If any one of those is a major deficiency, the technology will be worthless. Since they didn't immediately bring up use in electric cars, I'm guessing there's currently a fatal flaw that applies to one of those questions. They will ALL be deficient to one person or another...therefore the technology will be worthless in some aspect by someone. Why is it that people only want to use it in electric cars? I'm sure all the single and lonely women wouldn't mind having a device that doesn't quit on them before they're TRULY satisfied...which will never happen because women are never satisfied. Thats why its called a ball and chain.

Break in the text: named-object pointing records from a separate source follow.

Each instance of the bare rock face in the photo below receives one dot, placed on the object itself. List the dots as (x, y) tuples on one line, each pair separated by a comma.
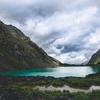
[(18, 52), (95, 59)]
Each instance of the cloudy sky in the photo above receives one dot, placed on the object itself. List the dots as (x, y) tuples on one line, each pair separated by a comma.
[(68, 30)]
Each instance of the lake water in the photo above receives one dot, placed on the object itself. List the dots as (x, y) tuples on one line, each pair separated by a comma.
[(76, 71)]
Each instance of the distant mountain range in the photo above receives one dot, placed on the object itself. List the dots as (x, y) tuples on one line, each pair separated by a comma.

My money is still on ultra-capacitors.
You fool. My money is in Gold because the Fiat System will fail at some point and you can't buy food with ultra-capacitors...

Re:Promising

[explosivejared (1186049)]

I'll say it sounds promising. A major hindrance to using alternative energy (eg solar), which is what most want to move to, to produce electricity is storing the power. The sun and wind, among other things, can't exactly be controlled manually to produce power on a whim. Inefficient storing is a major drawback. Any advance that improves storage capacity (for any platform) by an order of magnitude is promising to say the least. The article barely touched on how important this could be.

Re:Promising

[TheRaven64 (641858)]

It's not exactly a memory effect, but LiIon batteries do degrade over time. Unlike NiCd cells, their life is best preserved by keeping them about around 50% charge. You get a lot of people complaining that their batteries wear out quickly because they still think the things they learned about NiCd cells apply, so they fully discharge and recharge their LiIon cells, which is the absolute worst case for them.

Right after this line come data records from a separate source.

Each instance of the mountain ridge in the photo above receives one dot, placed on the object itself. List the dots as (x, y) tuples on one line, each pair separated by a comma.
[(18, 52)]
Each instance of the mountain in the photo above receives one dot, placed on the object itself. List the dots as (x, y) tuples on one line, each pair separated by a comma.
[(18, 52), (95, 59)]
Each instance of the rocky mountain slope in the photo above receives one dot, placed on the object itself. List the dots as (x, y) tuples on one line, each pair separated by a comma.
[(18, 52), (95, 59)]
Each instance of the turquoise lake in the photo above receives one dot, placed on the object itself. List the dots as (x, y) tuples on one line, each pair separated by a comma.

Re:would this be a deserving patent

[MightyYar (622222)]

I'd say that increasing battery performance by 10x is EXACTLY the kind of thing that the patent system is built for. This development can only be good for society, even if we have to wait a few years before it becomes generic.

Re:Thickness of paper?

[1000101 (584896)]

Stack up 4,648,421,052 of these bad boys and you'll have a nano wire Empire State building. Conversely, the length of these are approximately 2.15x10^-7 Empire State Building's long*.

*including tower

Wrong.

[TheMeuge (645043)]

obviously, you're unaware of the natural leakage of rechargeable batteries. even in the "off" position, most rechargeable batteries will discharge in a matter of weeks on the upper end.

That's highly incorrect. Lithium ion batteries have a self-discharge rate of about 5% per month. However, while the battery is connected to a power supply, some energy is always consumed, just like the way desktop PSUs consume power when the computer is off, but when the PSU cutoff switch is not switched off. That's why laptops will not stay charged for months when unused. Take the battery OUT of the laptop, and you will be able to power it on a year after you turn it off.

Low-self-discharge (LSD) NiMH cells (such as Sanyo Eneloop) have discharge rates that are even lower... up to as little as 20% per year.

Re:patent

[Dahamma (304068)]

Universities have patent licensing programs for this, and often support their facultry or students in founding companies based on their research.

I'm sure Stanford has made a killing by licensing to or investing in companies. Here's a list of their startup investments - not necessarily patent related, but I'm sure many were founded by Stanford professors or alumni with patents licensed back from the university...

http://otl.stanford.edu/about/resources/equity.html [stanford.edu]

They probably made over a billion on Google alone...

Because of the Bayh-Dole act

[Animats (122034)]

Because of the Bayh-Dole Act [wikipedia.org], which commercialized federally-funded research.